[Date Prev][Date Next][Thread Prev][Thread Next][Date Index][Thread Index]

Re: [Condor-users] Web Services JDL Parsing





Sean Manning wrote:
Hi, I appreciate that my last email was somewhat lengthy, and I have made some progress since then. I now have a very specific question about how to stage back output in a grid environment.

Again, I am working on Web Services code using the birdbath and condor Java packages. I can submit a job (see the attached JDL) using my Web Services interface from my account, and see it appear in the condor queue of the grid metascheduler. The input files get transferred correctly from my client machine to the metascheduler (they go to the folder /opt/condor/local.babargt4/spool/cluster1234.proc0.subproc0 or similar), but the folder and its contents belong to root (the user who is running Condor) not myself (the user who submitted the job). Unless I change the owner of the files to myself by hand, I get an error HoldReason = "Failed to get expiration time of Proxy" because the job and the proxy certificate must be owned by the same user.

When we changed the owner of the spool/cluster folder and its contents to myself, the job can create a gridftp wrapper and start running. We can see it on the head node of one of our clusters, and see it create a scratch folder (in /hepuser/gcprod01/.globus/scratch on our NFS) and store the output and error there. But the output does not get staged back from the head node to the metascheduler to the client, and the job hangs in mode C = Completed. We have tried several variant JDL files without success.

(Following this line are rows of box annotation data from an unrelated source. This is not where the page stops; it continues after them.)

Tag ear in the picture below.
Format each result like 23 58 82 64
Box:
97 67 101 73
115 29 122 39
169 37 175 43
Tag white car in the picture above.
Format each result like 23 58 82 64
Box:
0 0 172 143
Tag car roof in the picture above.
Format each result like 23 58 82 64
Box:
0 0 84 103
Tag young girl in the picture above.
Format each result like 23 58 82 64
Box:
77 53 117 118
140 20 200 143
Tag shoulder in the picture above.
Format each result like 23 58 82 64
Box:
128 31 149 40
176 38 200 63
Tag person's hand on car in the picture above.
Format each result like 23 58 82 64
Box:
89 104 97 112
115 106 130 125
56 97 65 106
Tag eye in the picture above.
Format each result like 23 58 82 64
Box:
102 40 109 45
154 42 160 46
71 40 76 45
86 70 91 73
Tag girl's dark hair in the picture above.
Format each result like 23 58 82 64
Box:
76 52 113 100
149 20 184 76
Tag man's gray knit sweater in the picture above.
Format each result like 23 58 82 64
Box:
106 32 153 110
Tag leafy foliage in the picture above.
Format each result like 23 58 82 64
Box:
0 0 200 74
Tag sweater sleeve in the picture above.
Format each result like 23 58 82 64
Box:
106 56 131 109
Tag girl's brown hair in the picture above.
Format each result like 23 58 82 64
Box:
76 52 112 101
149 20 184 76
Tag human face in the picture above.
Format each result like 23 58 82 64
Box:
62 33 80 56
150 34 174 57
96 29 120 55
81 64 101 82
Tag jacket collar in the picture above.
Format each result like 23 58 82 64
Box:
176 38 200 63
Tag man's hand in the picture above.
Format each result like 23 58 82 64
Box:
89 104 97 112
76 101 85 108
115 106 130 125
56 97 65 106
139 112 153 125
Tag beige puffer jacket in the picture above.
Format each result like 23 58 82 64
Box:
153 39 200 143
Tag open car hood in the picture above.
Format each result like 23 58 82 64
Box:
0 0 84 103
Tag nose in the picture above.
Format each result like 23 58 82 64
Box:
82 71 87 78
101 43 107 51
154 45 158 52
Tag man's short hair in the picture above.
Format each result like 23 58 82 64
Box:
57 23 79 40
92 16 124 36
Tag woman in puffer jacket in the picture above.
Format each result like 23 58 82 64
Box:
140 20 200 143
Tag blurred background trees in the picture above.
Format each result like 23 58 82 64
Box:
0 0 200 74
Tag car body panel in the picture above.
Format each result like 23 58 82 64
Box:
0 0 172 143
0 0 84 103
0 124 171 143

  In other words, we have two problems:

(i) How can we run the jobs as the user who submits them, not the user who owns condor?

(ii) How can we get output to stage back from the cluster to the metascheduler and the client machine?

  Can anyone advise how to solve either of these problems?

Thanks,

Sean Manning

Is your JDL parser setting StateInStart and StageInFinish?

from src/condor_schedd.V6/soap_scheddStub.C, in createJobTemplate:
      // It is kinda scary but if ATTR_STAGE_IN_START/FINISH are
      // present and non-zero in a Job Ad the Schedd will do the
      // right thing, when run as root, and chown the job's spool
      // directory, thus fixing a long standing permissions problem.
   job->Assign(ATTR_STAGE_IN_START, 1);
   job->Assign(ATTR_STAGE_IN_FINISH, 1);

$ grep STAGE_IN src/condor_c++_util/condor_attributes.C
const char *ATTR_STAGE_IN_START           = "StageInStart";
const char *ATTR_STAGE_IN_FINISH          = "StageInFinish";

Best,


matt